Meinungsfreiheit ist ein hohes Gut. Mit gutem Grund haben die Mütter und Väter des Grundgesetztes sie in die Verfassung geschrieben, denn in der Nazi-Zeit galt sie nichts. Wer Kritik übte, wurde verfolgt, bestraft und nicht selten im Konzentrationslager ermordet.
Die Meinungsfreiheit gilt für alle und fast alles, aber nicht grenzenlos. Das Strafgesetzbuch sagt, wo sie endet. Bei Beleidung, Nötigung, Drohung, Volksverhetzung und: beim Zeigen verfassungswidriger und terroristischer Symbole. Auf dieser Grundlage hat nun die Jüdische Gemeinde Darmstadt Anzeige gegen die evangelische Michaelsgemeinde und die Palästina-Solidaritätsgruppe "Darmstadt4Palestine" erstattet. Zu Recht.
Was war geschehen?
Am vergangenen Wochenende hatte die propalästinensische Gruppe auf dem "Anti-Kolonialen Friedens-Weihnachtsmarkt" der Michaelsgemeinde eine Reihe von Gegenständen angeboten, die an Israelkritik kaum zu überbieten sind. Kennzeichen der verbotenen Terrororganisation Hamas. Das rote Dreieck. Den Slogan "From the river to the sea", mit dem die Auslöschung Israel gefordert wird. Das ist Antisemitismus in Reinkultur.

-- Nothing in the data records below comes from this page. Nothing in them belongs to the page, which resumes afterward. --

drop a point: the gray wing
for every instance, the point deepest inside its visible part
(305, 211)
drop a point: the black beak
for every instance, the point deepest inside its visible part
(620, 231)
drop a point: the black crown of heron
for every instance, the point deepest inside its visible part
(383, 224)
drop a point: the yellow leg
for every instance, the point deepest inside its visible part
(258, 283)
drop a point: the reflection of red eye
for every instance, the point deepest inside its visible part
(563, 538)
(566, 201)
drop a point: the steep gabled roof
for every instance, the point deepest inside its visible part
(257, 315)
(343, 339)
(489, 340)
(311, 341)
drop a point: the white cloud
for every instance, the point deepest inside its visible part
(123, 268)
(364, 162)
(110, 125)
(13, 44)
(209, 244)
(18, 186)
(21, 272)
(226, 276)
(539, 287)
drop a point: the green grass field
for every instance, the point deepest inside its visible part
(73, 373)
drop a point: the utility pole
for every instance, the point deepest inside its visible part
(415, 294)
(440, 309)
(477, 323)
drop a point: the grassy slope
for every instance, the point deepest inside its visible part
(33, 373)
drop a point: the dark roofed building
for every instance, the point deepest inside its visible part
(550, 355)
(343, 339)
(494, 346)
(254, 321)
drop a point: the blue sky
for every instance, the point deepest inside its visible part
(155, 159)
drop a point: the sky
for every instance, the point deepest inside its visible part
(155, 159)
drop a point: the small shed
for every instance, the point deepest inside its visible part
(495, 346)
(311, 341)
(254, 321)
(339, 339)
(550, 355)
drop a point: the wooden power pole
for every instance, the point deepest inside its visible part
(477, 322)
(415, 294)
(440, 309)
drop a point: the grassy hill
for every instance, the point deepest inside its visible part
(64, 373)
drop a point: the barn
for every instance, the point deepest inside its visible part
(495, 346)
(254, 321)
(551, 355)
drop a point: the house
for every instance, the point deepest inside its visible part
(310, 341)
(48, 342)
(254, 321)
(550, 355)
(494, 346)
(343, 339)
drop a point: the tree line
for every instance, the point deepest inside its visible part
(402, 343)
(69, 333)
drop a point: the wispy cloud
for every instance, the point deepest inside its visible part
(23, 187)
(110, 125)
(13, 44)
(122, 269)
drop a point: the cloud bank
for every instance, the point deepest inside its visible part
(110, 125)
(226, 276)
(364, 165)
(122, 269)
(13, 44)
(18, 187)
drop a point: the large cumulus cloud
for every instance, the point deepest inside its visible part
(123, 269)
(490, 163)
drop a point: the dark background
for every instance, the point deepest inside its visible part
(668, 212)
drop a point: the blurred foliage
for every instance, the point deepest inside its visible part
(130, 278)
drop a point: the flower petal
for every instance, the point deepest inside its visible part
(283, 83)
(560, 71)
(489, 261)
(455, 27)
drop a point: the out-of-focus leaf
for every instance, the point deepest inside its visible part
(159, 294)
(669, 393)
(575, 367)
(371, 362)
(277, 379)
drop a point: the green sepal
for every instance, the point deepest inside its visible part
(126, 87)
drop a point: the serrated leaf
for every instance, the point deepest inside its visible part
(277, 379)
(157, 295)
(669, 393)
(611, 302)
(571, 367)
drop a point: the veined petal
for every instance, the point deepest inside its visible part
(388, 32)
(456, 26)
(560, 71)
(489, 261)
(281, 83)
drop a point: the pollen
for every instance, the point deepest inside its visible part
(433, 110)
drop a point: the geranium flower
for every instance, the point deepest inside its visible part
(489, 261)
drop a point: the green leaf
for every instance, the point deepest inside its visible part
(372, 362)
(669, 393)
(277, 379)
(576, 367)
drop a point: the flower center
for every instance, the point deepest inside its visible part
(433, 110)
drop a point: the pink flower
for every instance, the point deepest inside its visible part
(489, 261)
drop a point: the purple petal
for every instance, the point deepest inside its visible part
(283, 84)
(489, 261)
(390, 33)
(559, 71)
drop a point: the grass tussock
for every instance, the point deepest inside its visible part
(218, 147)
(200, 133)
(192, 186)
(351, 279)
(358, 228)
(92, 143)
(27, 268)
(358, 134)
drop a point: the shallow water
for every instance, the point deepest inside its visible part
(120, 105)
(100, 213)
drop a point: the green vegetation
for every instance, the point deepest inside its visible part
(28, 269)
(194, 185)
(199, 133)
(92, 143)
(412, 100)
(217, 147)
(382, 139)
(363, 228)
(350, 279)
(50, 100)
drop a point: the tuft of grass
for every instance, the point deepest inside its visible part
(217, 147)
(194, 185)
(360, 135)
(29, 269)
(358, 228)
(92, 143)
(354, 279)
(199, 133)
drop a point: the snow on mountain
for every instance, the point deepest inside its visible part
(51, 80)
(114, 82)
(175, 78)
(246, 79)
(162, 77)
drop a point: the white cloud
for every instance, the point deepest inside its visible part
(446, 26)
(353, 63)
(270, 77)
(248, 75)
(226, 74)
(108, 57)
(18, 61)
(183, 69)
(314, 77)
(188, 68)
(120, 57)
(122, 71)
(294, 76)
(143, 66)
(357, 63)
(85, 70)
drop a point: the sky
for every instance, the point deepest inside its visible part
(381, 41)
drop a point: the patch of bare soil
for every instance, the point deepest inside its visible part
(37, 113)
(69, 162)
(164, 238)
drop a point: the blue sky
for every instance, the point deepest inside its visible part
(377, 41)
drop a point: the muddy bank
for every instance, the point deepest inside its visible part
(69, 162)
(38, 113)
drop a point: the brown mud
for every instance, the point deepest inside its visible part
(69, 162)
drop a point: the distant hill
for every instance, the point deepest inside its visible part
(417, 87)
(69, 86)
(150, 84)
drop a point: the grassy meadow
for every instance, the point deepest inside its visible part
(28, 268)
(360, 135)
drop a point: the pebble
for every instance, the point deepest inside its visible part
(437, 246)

Anderer Schauplatz: München. Hier gab es bis vor kurzem ein Anti-Israel-Lager. Das für sich ist nicht der Rede wert. Aber der Standort. Das Zelt befand sich in Sichtweite der Universität, in der Sophie Scholl und andere Mitglieder der Weißen Rose von der Gestapo festgenommen wurden, als sie Flugblätter in den Innenhof fallen ließen. Kurz darauf wurden die Widerständler zum Tode verurteilt und hingerichtet. In Erinnerung daran liegt vor dem Gebäude ein Bodendenkmal, das ein paar der Flugblätter zeigt. Inzwischen ist das Zelt geräumt.
Niemand verbietet es, den Krieg im Nahen Osten kritisch zu sehen, ist doch tatsächlich vieles kritikwürdig. Auch behauptet niemand ernsthaft, die Menschen in Gaza und im Libanon seien ihm oder ihr egal. Zu Recht beklagen wir die hohe Zahl der Toten und Verletzten. Jedes unschuldige Opfer ist eines zu viel. Das ist ja die Krux. Es ist ein schier unlösbarer Konflikt, in dem Unschuldige sterben, um Unschuldige zu retten: die Geiseln.
Trotzdem darf es so etwas wie in Darmstadt und München nicht geben. Nicht bei uns, die wir das Schlimmste über die Menschheit gebracht haben, das man sich vorstellen kann: den Holocaust. Da verbietet sich jedes "Ja, aber".
Darum dürfen wir auch Ursache und Wirkung im Nah-Ost-Krieg nicht verwechseln. Das bestialische Massaker der Hamas-Terroristen gegen Israel am 7. Oktober 2023 bleibt verbunden mit jedem Leid, das täglich geschieht.
Nicht nur die Meinungsfreiheit ist eine Folge der Nazi-Zeit, sondern auch unsere Verantwortung für das "Nie wieder". Darum dürfen wir nicht wegschauen. Darum dürfen wir nicht zulassen, dass Antisemitismus offen zur Schau gestellt wird. Darum müssen im Zweifel Strafanzeige stellen.
Das sind wir den Opfern schuldig. Und uns.